On Fri, Sep 13, 2013 at 10:28 AM, Wei Mi <[email protected]> wrote:
>> Thanks. At this point you need feedback from x86 and scheduler maintainers.
>> I would recommend you to resubmit the patch with a Changelog text, and with
>> the text of the patch inline in the email (your last mail has the patch as a
>> binary attachment, which makes it harder to review and respond to). Please
>> mention if the updated patch passes bootstrap and regtest.
>
> Thanks! Here is the new patch. bootstrap and regression pass. ok for trunk?
>
> 2013-09-13 Wei Mi <[email protected]>
>
> * sched-rgn.c (add_branch_dependences): Keep insns in
> a SCHED_GROUP at the end of bb to remain their locations.
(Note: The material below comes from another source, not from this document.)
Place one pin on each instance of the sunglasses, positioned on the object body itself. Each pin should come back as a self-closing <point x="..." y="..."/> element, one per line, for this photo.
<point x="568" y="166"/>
> * config/i386/x86-tune.def (DEF_TUNE): Add m_COREI7 for
> X86_TUNE_FUSE_CMP_AND_BRANCH.
> * config/i386/i386.c (ix86_macro_fusion_p): New Function.
> (ix86_macro_fusion_pair_p): Ditto.
> * doc/tm.texi.in: Generated.
> * doc/tm.texi: Ditto.
> * target.def: Add two hooks: macro_fusion_p and
> macro_fusion_pair_p.
> * haifa-sched.c (try_group_insn): New function.
> (group_insns_for_macro_fusion): New function.
> (sched_init): Call group_insns_for_macro_fusion.
>
> Index: config/i386/i386.c
> ===================================================================
> --- config/i386/i386.c (revision 201963)
> +++ config/i386/i386.c (working copy)
> @@ -24850,6 +24850,99 @@ ia32_multipass_dfa_lookahead (void)
> }
> }
>
> +/* Return true if target platform supports macro-fusion. */
> +
> +static bool
> +ix86_macro_fusion_p ()
> +{
> + if (TARGET_FUSE_CMP_AND_BRANCH)
> + return true;
> + else
> + return false;
> +}
> +
> +/* Check whether current microarchitecture support macro fusion
> + for insn pair "CONDGEN + CONDJMP". Refer to
> + "Intel Architectures Optimization Reference Manual". */
> +
> +static bool
> +ix86_macro_fusion_pair_p (rtx condgen, rtx condjmp)
> +{
> + rtx src;
> + if (!strcmp (ix86_tune_string, "corei7"))
> + {
> + /* For Nehalem. */
> + rtx single_set = single_set (condgen);
> + /* Nehalem doesn't support macro-fusion for add/sub+jmp. */
> + if (single_set == NULL_RTX)
> + return false;
> +
> + src = SET_SRC (single_set);
> + if (GET_CODE (src) != COMPARE)
> + return false;
> +
> + /* Nehalem doesn't support macro-fusion for cmp/test MEM-IMM
> + insn pattern. */
> + if ((MEM_P (XEXP (src, 0))
> + && CONST_INT_P (XEXP (src, 1)))
> + || (MEM_P (XEXP (src, 1))
> + && CONST_INT_P (XEXP (src, 0))))
> + return false;
> +
> + /* Nehalem doesn't support macro-fusion for add/sub/dec/inc + jmp. */
> + if (get_attr_type (condgen) != TYPE_TEST
> + && get_attr_type (condgen) != TYPE_ICMP)
> + return false;
> + return true;
> + }
> + else if (!strcmp (ix86_tune_string, "corei7-avx"))
> + {
> + /* For Sandybridge. */
> + enum rtx_code ccode;
> + rtx compare_set = NULL_RTX, test_if, cond;
> + rtx single_set = single_set (condgen);
> + if (single_set != NULL_RTX)
> + compare_set = single_set;
> + else
> + {
> + int i;
> + rtx pat = PATTERN (condgen);
> + for (i = 0; i < XVECLEN (pat, 0); i++)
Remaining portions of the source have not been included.